Y me extendí en detalles sobre su persona que te resumo a ti, querido lector: Tiene una cara agradable que refleja un alma noble, sonríe con facilidad ganándose a todo el mundo con su gracia y sencillez. Es ingenioso y agudo y de buena cabeza. Dios le ha dado una gran memoria, que le ha permitido dominar siete idiomas y le ha dotado de buen discernimiento, pero no es un sabidillo de biblioteca. Disfruta con la caza, la equitación, los torneos, los toros, los juegos de cañas, y en general, con todas las fiestas. Es muy completo este Fernando, que físicamente se parece mucho a su abuelo, aunque delgado y castaño, algo pálido, pero saludable y con la barbilla saliente de los Habsburgo, a pesar de que le encaja bien la mandíbula a diferencia de su hermano, que la tiene desencajada, no pudiendo cerrar bien la boca siempre expuesto a tragarse las pesadas moscas castellanas; se parece Fernando aún más a su abuelo materno en el talante y en la astucia, pero le supera en lo moral, pues es sincero y piadoso de verdad. Odia la mentira, cultiva el arte, pinta cuadros con destreza, esculpe esculturas más que pasables y es ingenioso en las artes de la fundición del metal con las que es capaz de fabricar armas de buena factura. Es echado para adelante, osado, valiente, aunque no destaque por su fortaleza física.

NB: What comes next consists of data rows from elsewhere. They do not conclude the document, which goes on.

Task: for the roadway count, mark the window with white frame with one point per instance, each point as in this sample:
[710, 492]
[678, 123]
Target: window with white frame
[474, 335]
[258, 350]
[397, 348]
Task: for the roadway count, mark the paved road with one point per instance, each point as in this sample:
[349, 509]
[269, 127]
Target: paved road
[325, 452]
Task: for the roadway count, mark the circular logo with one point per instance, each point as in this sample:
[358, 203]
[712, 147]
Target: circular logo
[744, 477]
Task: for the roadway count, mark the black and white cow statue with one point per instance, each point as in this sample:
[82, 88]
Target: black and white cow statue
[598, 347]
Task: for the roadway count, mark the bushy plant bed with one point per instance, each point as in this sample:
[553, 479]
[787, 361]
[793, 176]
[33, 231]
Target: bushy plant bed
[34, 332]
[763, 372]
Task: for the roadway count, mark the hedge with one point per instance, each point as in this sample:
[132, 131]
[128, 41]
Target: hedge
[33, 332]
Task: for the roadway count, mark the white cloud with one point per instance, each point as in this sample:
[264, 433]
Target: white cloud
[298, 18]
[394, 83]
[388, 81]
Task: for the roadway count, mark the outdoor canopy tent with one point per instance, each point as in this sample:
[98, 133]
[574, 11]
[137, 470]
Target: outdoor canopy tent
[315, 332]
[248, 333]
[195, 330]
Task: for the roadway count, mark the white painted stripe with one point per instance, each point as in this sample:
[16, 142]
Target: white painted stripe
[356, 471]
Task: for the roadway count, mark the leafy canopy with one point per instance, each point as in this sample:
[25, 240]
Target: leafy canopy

—Pues prepara su panegírico, querido Jaime. —Mi amigo parecía burlarse de mi retrato.

—Eso te lo dejo a ti, Alonso, que estás dedicado a su causa con una pasión que, debo reconocerte, me sorprende. ¿No irás a ingresar en la Sociedad?

—No me gustan las sociedades secretas, pero me fío más de su protección que de la de los nobles.

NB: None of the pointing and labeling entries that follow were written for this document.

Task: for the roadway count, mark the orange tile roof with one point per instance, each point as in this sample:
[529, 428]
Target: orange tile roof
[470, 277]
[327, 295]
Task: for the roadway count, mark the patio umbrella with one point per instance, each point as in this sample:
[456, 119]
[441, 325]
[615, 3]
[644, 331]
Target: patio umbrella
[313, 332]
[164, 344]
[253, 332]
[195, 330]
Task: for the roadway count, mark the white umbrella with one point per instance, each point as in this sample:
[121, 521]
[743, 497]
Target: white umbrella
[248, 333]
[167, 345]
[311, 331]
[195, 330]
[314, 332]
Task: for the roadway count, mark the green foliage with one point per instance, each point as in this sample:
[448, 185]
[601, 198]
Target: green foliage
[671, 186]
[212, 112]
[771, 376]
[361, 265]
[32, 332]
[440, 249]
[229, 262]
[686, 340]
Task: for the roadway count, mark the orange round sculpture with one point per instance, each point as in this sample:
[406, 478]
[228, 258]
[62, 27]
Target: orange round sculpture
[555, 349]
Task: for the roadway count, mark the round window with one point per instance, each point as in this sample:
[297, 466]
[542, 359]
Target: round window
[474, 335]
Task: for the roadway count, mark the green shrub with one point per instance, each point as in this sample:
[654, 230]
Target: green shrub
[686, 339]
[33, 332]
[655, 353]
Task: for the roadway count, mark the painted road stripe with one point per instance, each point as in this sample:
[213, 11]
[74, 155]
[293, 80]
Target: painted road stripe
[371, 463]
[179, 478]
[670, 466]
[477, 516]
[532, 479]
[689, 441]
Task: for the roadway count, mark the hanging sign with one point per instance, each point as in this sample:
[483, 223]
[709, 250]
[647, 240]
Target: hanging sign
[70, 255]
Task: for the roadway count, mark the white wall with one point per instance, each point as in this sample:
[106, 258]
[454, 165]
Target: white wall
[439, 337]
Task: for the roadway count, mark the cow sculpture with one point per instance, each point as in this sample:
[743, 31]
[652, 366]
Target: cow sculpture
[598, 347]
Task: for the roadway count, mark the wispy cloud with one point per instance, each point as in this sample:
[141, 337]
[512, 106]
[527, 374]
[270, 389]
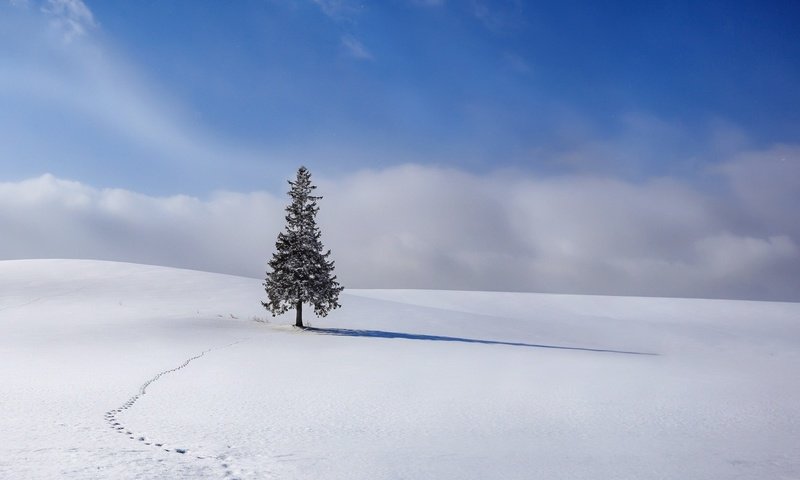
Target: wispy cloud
[339, 9]
[355, 48]
[498, 16]
[115, 114]
[428, 3]
[72, 17]
[425, 227]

—¿Incluido el del Infantado?

—Incluido. Íñigo es un buen muchacho, pero ya veremos como reacciona cuando las cosas se pongan duras.

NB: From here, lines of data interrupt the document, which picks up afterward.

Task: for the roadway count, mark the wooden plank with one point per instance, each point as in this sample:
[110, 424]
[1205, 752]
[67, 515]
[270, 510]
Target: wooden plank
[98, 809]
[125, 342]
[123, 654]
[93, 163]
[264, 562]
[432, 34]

—Ten cuidado, Alonso, que los nobles pueden volverse atrás, pero los francmasones pueden ir demasiado adelante.

—Lo tendré en cuenta, Jaime, cuídate y manda recuerdos a Cata.

Alonso me recordó que seguía vigente el sistema que habíamos acordado para ponernos en contacto. Nos propinamos un fuerte abrazo, más fuerte que nunca, un abrazo aprensivo y premonitorio, y partí para Belmonte de Campos.